Addicted to the Material World

Normally we think of addiction in terms of drugs, but the effects of our materialist mindset bear all the hallmarks of chemical dependency. Whatever the drug -- whether it be alcohol, tobacco, coffee, tranquilizers, or some illicit substance -- people take it for one simple reason. They want to feel better. They want to feel happy, high, relaxed, in control, free from fear, more in touch with life. In this respect the drug-taker is seeking nothing different from anyone else -- it is just the way in which he or she is doing it that contemporary society finds unacceptable.

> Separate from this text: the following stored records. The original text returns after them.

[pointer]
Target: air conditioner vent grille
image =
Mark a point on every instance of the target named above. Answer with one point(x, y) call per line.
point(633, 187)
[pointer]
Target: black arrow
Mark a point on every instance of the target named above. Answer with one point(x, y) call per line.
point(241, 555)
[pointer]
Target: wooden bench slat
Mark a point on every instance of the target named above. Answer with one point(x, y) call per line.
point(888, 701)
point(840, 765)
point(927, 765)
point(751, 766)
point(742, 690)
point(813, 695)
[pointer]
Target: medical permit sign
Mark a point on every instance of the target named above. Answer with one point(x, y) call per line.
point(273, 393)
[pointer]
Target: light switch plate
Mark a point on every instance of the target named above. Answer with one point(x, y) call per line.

It is the same with our addiction to materialism. We are trying to make ourselves feel better. But any happiness we get is usually only temporary; as soon as one “high” wears off we go in search of another “fix.” We become psychologically dependent on our favorite sources of pleasure -- food, music, driving, debating, football, , television, sex -- whatever it is we get off on. (Or whatever it is we believe we should get off on.) And the ever-present problem of habituation means we need larger and larger doses to achieve the same effect.

This is our most dangerous addiction -- our addiction to things. For it is this addiction that underlies the materialism of our age.

If we are move beyond this precarious phase of our evolution, we must discover how to free ourselves from this addiction. To see what this will entail and where it might lead, we need first to look at some of the effects of this out-dated mode of thinking on our personal lives. For it is in our personal lives that we will begin to find the keys to change.